Par exemple en 2015, le président français François Hollande (Parti Socialiste) s’est rendu en Biélorussie, accompagné d’Angela Merkel (chancelière allemande), pour rencontrer Loukachenko et Poutine, afin de trouver un accord sur la situation en Ukraine.
En échange de son aide, Loukachenko a obtenu de l’Union Européenne et donc de l’impérialisme français qu’ils ferment les yeux sur les élections de 2015, lui permettant ainsi de rester encore et toujours au pouvoir.
Ainsi quand le dirigeant biélorusse va dans le sens des intérêts des capitalistes français, il est fréquentable et on passe sous silence les questions liées aux « droits de l’homme » et à la démocratie. Quand le vent tourne, on le qualifie d’affreux dictateur.
Visiblement, du fait de la mobilisation ouvrière et populaire, le vent est en train de tourner pour Loukachenko. C’est ainsi que mardi 29 septembre 2020, le président français Emmanuel Macron s’est rendu en à Vilnius en Lituanie, et a rencontré l’opposante Svetlana Tikhanovskaïa. Devant un auditoire d’étudiants il a affirmé :
« Ce dont la Biélorussie a besoin, c’est d’un processus par lequel une transition se fera de manière pacifique, qui permettra de reconnaître toutes les composantes de la société civile, d’arriver à la libération des personnes qui sont en prison parce qu’elles sont engagées politiquement, et de réavoir des élections, dans un cadre libre sous surveillance internationale ».2
Aujourd’hui les dirigeants français, allemands, et même russes semblent chercher un nouvel interlocuteur. Ce qui les intéresse c’est uniquement leurs intérêts : quel secteur de la bourgeoisie biélorusse assurera de meilleurs profits ?
Pour une assemblée constituante !
La Confédération Syndicale Internationale réclame de nouvelles élections. Emmanuel Macron et Angela Merkel réclament de nouvelles élections. Maria Kolesnikova et Svetlana Tikhanovskaia, les deux figures del’opposition à Loukachenko réclament de nouvelles élections, qui devront avoir lieu dans le cadre institutionnel et constitutionnel actuel.

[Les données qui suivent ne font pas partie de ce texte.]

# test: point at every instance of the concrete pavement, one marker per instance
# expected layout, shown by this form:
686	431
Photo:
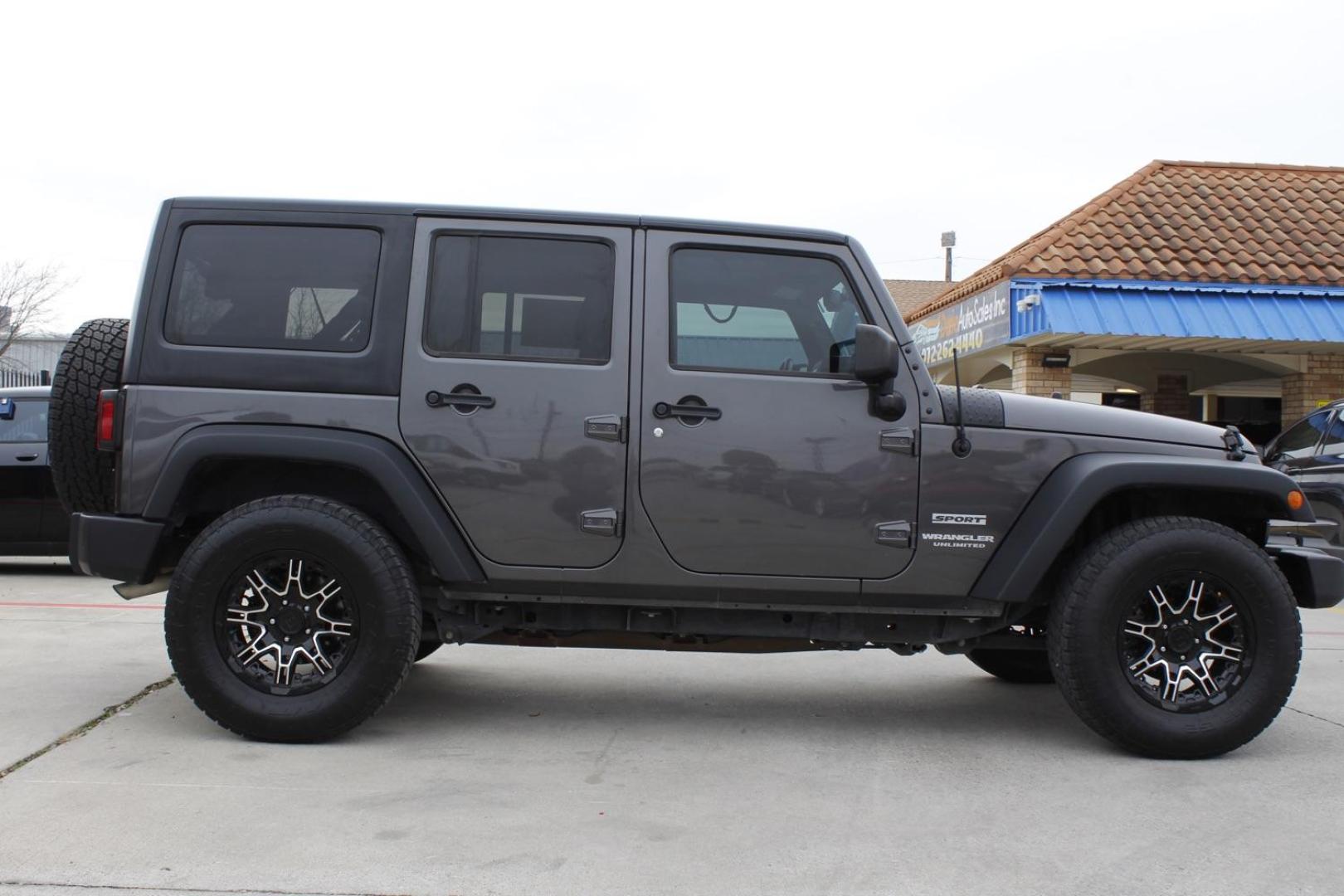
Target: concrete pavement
502	770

Loukachenko a répondu en annonçant mi-août qu’il proposerait un référendum en 2022 afin d’amender la constitution actuelle.
Le peuple et la population ne l’entendent pas de cette oreille : c’est le départ immédiat de Loukachenko et la chute de l’ensemble du régime, qui est réclamé.
Pour qu’il y ait un vote véritablement démocratique, il y a donc deux préalables : le départ de Loukachenko, et la mise en place d’une assemblée constituante souveraine, issue de la mobilisation des jeunes et des travailleurs.
Vive la liberté de s’organiser et de manifester !
Pour un gouvernement par et pour les travailleurs :
Assemblée Constituante Souveraine !
Macron, Merkel, Poutine, bas les pattes de la Biélorussie
1 Biélorussie, Une dictature ordinaire, Manon Loizeau, 2018, à 26 minutes
2 On notera au passage qu’E. Macron est en faveur de la libération des prisonniers politiques dans les autres pays, mais qu’il nie qu’en France il y ait des violences policières et des prisonniers politiques (syndicalistes, gilets jaunes, lanceurs d’alerte…).